Foolishly, I dream of finding the missing books of Livy in some place like a garage sale. Yes, these are the kinds of daydreams I have. Many experts snicker good-naturedly at dreams of finding any more significant amounts of Classical texts anywhere -- say, an entire lost book or 10 of Livy, or an entire lost play by Sophocles. (It is said that Sophocles wrote over 100 plays. We have 7 today, plus fragments of others.) They're the experts, I'm not one of them. Still, to my inexpert mind it seems irrational to dismiss the possibility of some really huge find, someday, somewhere: in a papyrus in Egypt or Israel, in a palimpsest in a library, among the possessions of an eccentric recluse. As recently as the 1980's they found a previously-unknown fragment of Livy's book 11, dating from the 5th century, while excavating the site of the monastery of Naqlun in Egypt. Yeah, so the fragment was only 40 words long, that doesn't mean that the next find won't be 40,000 words long.
So, yeah, the experts, some of them, think I'm daft. Other experts are as daft as I am when it comes to hoping for new discoveries. Maybe we are quite mad, who's to say.

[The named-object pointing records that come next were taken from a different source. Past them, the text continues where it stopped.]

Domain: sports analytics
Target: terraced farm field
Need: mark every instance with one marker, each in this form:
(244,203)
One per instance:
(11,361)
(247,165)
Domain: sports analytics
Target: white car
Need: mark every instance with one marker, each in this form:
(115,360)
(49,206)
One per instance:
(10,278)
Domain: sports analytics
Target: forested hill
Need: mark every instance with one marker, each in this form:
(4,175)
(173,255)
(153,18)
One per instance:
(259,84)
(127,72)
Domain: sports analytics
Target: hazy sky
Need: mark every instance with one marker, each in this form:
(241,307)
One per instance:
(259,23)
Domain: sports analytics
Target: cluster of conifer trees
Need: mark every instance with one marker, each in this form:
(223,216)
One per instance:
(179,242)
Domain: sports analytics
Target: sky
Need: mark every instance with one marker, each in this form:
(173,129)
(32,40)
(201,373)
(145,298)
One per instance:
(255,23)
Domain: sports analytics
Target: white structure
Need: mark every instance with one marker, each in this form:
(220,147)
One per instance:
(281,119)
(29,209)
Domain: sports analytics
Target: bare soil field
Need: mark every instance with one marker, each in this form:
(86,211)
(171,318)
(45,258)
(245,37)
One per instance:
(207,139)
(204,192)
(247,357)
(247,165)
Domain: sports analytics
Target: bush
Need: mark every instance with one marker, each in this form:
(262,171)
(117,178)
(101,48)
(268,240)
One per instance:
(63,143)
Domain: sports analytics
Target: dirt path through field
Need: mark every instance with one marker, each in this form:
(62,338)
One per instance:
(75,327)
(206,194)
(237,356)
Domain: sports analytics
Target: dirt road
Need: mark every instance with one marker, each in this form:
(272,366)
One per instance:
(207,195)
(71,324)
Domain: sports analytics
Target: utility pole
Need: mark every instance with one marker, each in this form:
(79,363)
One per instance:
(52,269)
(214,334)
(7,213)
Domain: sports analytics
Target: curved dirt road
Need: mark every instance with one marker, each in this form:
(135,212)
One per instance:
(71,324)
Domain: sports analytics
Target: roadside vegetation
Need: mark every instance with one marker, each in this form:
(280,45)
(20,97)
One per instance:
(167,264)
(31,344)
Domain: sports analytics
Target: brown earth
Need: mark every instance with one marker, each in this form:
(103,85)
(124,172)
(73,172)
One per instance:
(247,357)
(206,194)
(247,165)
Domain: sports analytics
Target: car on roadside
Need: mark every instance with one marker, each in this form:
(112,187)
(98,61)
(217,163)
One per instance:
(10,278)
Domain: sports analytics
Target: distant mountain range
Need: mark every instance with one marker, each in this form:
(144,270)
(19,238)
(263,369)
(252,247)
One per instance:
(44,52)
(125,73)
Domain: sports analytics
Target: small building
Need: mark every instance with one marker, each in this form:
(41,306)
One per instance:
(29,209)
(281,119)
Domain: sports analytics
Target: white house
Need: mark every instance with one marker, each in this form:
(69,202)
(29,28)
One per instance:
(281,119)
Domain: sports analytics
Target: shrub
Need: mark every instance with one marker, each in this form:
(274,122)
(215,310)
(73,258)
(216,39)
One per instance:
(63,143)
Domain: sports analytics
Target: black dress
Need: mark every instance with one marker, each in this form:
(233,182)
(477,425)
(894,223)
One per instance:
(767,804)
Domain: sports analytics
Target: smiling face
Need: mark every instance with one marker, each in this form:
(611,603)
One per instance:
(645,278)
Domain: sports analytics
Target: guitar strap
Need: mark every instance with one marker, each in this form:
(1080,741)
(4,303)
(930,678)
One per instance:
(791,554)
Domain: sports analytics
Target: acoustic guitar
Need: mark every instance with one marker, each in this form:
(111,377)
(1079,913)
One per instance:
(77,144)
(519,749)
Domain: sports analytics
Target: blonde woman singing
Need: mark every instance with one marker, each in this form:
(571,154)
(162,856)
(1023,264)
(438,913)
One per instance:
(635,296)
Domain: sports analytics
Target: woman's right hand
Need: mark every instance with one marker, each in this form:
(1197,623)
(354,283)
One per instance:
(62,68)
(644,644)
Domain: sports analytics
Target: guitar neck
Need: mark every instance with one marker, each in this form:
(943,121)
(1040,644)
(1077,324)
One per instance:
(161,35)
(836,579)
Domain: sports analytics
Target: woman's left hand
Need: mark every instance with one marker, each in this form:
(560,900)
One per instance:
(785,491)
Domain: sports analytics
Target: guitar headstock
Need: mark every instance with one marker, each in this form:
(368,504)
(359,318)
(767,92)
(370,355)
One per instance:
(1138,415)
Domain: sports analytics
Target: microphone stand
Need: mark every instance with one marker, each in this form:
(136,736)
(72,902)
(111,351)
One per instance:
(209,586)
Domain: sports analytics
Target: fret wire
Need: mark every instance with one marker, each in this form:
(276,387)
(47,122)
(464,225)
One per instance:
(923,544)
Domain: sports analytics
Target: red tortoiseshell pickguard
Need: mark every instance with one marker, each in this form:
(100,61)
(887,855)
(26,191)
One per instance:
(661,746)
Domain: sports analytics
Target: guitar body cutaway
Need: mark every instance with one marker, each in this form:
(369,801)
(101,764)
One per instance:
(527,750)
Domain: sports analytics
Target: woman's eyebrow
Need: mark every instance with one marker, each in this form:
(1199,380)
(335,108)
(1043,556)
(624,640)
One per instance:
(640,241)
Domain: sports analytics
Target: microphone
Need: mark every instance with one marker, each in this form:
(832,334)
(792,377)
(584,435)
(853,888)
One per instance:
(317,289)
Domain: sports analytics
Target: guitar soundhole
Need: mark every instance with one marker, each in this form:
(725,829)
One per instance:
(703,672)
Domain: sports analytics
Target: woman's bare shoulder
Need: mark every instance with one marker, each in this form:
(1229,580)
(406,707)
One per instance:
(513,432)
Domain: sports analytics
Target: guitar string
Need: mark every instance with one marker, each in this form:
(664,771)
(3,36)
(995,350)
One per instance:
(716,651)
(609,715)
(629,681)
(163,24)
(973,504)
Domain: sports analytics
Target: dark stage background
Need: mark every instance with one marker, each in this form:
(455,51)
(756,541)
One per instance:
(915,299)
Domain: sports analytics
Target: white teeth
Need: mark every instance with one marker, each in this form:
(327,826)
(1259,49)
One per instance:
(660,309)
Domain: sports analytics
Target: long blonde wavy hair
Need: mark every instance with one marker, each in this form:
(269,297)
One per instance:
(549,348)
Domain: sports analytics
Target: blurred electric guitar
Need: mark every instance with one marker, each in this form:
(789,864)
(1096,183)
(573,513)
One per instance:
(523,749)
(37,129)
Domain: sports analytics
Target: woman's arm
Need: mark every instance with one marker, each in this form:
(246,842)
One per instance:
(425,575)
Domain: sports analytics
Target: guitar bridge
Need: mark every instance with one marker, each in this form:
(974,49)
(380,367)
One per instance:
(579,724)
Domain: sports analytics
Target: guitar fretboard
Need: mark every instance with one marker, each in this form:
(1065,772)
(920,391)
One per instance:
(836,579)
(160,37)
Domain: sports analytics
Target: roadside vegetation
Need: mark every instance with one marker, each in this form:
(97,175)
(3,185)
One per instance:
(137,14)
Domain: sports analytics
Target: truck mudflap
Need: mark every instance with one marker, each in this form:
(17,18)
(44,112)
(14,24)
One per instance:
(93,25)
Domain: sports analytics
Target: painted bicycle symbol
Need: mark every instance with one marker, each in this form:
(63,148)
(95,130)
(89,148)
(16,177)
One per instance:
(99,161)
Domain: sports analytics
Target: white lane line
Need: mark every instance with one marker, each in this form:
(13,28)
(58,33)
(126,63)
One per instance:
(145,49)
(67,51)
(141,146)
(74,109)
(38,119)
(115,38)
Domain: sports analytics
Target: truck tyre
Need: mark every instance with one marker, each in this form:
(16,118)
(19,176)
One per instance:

I cannot emphasize enough how inexpert I am in such things. I've never been near an archaeological dig. I probably never will be, as I intensely dislike dirt and strong sunlight. I also have never had any inclination to study old manuscripts after someone else has gone to the trouble of finding them, cleaning them up, restoring a palimpsest if they contain one, etc. I have always been content to wait until they are transcribed into editions with contemporary typefaces and punctuation and so forth. And I had seen pictures of manuscripts similar to the one reproduced in this volume of CLA -- in some cases, pictures of the same manuscripts. For some, reason, when I saw the pictures of manuscripts in the CLA, I became interested in them in a way I had not been before. They're illegible to me at the moment. Look at this:
Can YOU read that? I can't. It's not one of the Vatican manuscripts, but it's similar. It's in the collection of the Library of Congress, which describes it as a page from a manuscript of Vergil's Georgics and Bucolics, written in the 5th or 6th century. Sorry, I was looking for a linkable image of one of the manuscripts from the book I'm talking about, but it was slim pickings and I didn't feel like looking all day. My reaction to this sort of manuscript before yesterday was, It's purty, but I'll stick to my Oxford Classical Texts editionwith its modern typefaces and punctuation, thanks just the same. (Punctuation as we know it evolved slowly during the Middle Ages and Renaissance.) Now, when I'm old enough to need glasses to read lots of things, now suddenly these strange, exotic old things catch my interest.